Kim stopped walking. She turned her head and gave him a sidelong glance. “Hello, Michael.”
“Hello.” His face closed, as if her was guarding a secret.
“I'm Kim.” She walked back to him, standing shoulder to shoulder. She held her breath, waiting, then forced a thin smile. “So, are you going to tell me why you were looking for my fiancée at Eddy’s Garage?”
He shook his head, but said nothing. Silence grew tight with tension. The smile left her face and Kim told him she had to go.
“Wait!” he called out again. “Have you seen him? I mean, have you heard anything... from Ross, I mean.”
“Yes...” she thought about it a moment before saying more. It would be the first time she told anyone. She drew her lips in thoughtfully. “We have dinner plans on Friday.”
“Oh.” He stared. It was as if she just slapped him. The tension between them increased with frightening intensity, then his expression darkened with an unreadable emotion.
Kim took a step back. Stumbling ever so slightly, she apologized, then said she really had to go. Turning, she walked away, picking up pace.
Later that afternoon, Kim tried to disguise her foul mood when she walked into the old folks home. Nurse Carla was helping a man walk along the wall, his hands gripping the railing. Seeing her, Carla lifted up and beamed.
“Miss Bradford, your Grandaddy seems to be feeling better today.” She waved a hand, motioning Kim to come closer. “I took him to the cafeteria to eat his peas and carrots and then we went for a walk.”
“He’s out of his room?”
“He’s in the rec room talking to all the pretty ladies.” Nurse Carla laughed. “An’ child, he’s been there all morning.”
Kim turned down the o
pposite hallway and made her way past a pair of elderly women in a walker and wheel chair. There was a woman in a nightgown sitting in a gray folding chair outside her room. She called out to Kim with her arms raised, asking if she’d seen her little daffodil. Kim made her way past them to the rec room at the end of the wing.
Across from the kitchen, the Rec Room was a large den with metal fold-out chairs and tables. There was a piano in the corner. Several television were pushed against opposite walls with couches positioned in front of them. There were about thirty patients in the room. Some were in groups, sitting at tables where board games were laid out. There were two catatonic men staring at a television set.
Kim found her Grandfather, dressed and wearing a brown sweater, sitting in an arm chair along the back wall.
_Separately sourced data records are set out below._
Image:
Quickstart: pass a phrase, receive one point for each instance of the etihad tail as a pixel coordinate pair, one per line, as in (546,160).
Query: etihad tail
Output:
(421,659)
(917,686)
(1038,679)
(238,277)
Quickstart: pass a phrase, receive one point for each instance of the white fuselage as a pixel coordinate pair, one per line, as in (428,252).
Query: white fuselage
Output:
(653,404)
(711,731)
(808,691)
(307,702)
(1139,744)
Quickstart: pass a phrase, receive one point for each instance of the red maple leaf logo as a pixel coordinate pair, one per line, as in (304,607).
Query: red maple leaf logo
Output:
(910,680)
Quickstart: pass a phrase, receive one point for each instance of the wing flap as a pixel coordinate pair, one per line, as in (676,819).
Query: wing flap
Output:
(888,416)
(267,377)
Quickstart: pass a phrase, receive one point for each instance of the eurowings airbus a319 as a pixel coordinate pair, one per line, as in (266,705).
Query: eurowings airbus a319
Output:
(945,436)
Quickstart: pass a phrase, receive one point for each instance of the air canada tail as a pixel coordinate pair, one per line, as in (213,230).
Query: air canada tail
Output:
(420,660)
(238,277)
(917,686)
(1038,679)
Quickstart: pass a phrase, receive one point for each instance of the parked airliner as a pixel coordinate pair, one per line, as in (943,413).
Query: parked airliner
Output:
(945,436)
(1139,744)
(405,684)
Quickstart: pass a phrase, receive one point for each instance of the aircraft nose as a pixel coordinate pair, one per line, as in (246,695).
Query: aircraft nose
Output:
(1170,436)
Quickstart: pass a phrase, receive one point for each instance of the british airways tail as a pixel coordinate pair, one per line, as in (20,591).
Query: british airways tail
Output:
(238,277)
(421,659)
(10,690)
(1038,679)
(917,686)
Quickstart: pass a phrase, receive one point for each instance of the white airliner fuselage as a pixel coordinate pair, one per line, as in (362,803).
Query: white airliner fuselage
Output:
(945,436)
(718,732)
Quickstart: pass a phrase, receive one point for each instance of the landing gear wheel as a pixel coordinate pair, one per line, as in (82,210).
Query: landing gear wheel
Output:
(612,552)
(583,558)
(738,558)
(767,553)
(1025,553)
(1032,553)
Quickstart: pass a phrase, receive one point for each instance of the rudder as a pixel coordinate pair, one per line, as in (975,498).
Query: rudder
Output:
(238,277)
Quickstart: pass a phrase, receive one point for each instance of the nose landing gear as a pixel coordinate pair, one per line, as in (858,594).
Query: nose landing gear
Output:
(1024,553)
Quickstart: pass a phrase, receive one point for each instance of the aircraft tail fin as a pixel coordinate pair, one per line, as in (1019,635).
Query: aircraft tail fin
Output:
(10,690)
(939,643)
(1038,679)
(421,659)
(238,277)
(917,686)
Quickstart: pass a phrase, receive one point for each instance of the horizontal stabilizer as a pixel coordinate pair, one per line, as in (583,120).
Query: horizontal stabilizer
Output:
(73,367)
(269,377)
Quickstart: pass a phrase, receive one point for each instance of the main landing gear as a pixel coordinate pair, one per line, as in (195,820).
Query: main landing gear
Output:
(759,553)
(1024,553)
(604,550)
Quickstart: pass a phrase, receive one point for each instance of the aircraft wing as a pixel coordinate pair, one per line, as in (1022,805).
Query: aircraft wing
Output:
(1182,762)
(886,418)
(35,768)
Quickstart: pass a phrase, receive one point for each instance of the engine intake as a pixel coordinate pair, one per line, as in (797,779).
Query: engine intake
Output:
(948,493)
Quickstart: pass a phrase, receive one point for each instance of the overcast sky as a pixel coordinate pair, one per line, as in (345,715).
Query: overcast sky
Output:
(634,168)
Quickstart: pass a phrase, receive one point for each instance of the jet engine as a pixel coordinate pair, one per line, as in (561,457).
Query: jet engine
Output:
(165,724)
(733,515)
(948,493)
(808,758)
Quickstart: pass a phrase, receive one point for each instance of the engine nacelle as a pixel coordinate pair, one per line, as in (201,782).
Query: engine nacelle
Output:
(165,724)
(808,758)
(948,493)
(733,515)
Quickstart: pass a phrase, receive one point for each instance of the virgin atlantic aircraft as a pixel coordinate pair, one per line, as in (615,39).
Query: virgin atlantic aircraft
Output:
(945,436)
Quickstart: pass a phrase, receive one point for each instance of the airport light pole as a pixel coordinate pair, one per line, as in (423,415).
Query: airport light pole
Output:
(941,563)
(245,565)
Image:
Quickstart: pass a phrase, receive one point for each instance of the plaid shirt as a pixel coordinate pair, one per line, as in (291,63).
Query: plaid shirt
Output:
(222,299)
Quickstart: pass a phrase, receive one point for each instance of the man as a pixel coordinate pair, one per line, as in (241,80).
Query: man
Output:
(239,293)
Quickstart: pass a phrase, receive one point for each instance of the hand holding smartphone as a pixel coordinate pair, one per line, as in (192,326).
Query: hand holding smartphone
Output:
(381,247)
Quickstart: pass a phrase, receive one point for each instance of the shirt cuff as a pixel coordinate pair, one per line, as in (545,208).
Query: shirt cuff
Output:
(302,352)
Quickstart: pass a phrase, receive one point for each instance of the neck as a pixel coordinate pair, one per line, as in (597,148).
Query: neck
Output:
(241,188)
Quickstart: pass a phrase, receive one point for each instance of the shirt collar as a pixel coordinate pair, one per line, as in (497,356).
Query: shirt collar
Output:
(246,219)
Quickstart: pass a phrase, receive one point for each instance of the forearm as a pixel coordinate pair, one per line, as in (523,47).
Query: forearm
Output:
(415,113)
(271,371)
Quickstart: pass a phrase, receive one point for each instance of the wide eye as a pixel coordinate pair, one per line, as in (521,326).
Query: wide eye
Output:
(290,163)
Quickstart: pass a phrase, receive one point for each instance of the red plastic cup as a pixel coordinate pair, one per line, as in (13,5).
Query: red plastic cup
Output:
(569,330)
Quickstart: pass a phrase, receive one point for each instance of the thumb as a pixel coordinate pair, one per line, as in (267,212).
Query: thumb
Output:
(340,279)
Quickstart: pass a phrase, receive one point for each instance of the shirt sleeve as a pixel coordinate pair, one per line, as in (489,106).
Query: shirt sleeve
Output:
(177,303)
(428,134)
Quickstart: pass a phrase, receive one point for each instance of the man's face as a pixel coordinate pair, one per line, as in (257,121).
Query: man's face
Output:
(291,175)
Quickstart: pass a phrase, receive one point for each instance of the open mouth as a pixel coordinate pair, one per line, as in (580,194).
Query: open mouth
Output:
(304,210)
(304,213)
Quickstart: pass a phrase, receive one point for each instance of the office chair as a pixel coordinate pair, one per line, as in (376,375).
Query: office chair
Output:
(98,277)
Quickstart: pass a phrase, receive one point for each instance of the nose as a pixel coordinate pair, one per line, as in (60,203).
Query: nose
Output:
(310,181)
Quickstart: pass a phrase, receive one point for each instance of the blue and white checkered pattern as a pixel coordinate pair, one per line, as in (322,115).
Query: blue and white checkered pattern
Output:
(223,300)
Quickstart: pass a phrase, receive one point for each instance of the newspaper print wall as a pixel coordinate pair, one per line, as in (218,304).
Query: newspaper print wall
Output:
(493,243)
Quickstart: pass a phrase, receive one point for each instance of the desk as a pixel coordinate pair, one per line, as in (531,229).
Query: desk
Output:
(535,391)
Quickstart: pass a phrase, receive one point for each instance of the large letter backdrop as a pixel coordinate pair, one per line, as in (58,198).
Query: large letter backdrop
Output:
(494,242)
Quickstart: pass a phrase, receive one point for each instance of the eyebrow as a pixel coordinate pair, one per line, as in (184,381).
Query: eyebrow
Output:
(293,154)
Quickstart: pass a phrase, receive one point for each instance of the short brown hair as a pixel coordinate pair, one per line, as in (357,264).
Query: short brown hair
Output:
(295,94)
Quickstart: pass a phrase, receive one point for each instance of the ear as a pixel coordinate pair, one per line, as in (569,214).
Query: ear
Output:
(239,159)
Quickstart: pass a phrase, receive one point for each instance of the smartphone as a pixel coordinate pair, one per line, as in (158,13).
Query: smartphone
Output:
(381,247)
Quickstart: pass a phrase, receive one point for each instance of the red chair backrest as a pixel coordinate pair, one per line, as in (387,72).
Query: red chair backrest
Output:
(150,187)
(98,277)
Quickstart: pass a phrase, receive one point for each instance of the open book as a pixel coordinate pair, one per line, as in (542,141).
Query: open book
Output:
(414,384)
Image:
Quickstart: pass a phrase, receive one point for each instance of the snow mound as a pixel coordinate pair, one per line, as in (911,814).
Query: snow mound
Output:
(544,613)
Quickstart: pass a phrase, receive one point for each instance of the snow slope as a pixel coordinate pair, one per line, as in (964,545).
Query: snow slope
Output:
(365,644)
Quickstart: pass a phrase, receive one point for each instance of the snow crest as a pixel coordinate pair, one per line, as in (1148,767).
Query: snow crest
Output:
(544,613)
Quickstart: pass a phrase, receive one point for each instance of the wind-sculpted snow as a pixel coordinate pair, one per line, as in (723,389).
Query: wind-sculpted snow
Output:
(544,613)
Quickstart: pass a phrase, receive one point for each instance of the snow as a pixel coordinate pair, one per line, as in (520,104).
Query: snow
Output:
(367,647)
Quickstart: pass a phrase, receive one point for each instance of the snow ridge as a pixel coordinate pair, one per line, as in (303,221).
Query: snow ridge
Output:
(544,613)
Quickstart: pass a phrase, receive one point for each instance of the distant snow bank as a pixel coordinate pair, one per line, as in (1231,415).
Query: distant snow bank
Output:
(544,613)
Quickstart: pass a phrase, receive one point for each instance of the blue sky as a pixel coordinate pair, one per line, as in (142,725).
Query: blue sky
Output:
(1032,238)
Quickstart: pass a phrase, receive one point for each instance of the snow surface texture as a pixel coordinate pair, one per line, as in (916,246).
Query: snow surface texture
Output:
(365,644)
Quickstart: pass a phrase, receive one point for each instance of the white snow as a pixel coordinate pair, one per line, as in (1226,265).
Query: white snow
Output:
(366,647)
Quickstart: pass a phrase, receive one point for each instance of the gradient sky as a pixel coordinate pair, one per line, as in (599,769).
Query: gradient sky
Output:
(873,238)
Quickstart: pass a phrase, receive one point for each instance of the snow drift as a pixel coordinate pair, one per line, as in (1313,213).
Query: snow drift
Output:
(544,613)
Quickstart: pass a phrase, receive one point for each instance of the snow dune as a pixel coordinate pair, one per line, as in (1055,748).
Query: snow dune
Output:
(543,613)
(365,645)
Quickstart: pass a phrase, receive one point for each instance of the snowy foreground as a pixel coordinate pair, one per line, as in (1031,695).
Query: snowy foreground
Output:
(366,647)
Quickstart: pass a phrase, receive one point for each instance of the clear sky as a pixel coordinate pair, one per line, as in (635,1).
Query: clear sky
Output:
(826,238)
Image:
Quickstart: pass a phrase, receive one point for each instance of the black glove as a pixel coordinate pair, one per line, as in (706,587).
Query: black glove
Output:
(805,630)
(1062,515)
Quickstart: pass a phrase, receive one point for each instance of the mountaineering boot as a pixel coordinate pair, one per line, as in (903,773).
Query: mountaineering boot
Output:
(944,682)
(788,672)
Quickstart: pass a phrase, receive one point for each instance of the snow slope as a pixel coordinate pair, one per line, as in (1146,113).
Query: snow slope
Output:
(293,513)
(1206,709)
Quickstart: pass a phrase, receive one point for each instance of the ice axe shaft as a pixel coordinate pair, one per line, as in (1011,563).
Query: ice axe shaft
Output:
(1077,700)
He was facing a picturesque window that looked down at the street.
She walked over to him, placing a hand on his shoulder. He was asleep in the armchair, his body slightly leaning toward the left. Quietly snoring, he had been staring out the window, watching the world below him. Kim knelt beside him.
“Hi, Grampa.” She paused. Feeling a cool draft coming from the window pane, she fixed his sweater so it better covered his chest and neck. She thought about returning to his room to retrieve the old quilt, but changed her mind. It would probably get left behind or someone would take it. Then she straightened up and sat in a matching armchair beside him.
“You look good today.” She watched him a moment. His head leaning to the side, he was breathing deeply, snoring with several light wheezes followed by one long sigh. Then it all started over again. “I love you, Grampa,” she said into his ear.
She said nothing more to him during this visit. She just simply sat beside him and watched him sleep in the chair.
* * * * * * *
In her bedroom loft, Mallory lay on her stomach atop the bed. Her legs bent upwards and a single high heeled shoe dangled from her left foot. With one hand, her fingers pressed the buttons on her phone as she held the receiver between her shoulder and chin. She groaned at the shrill beep of a busy signal, hung up and dialed again.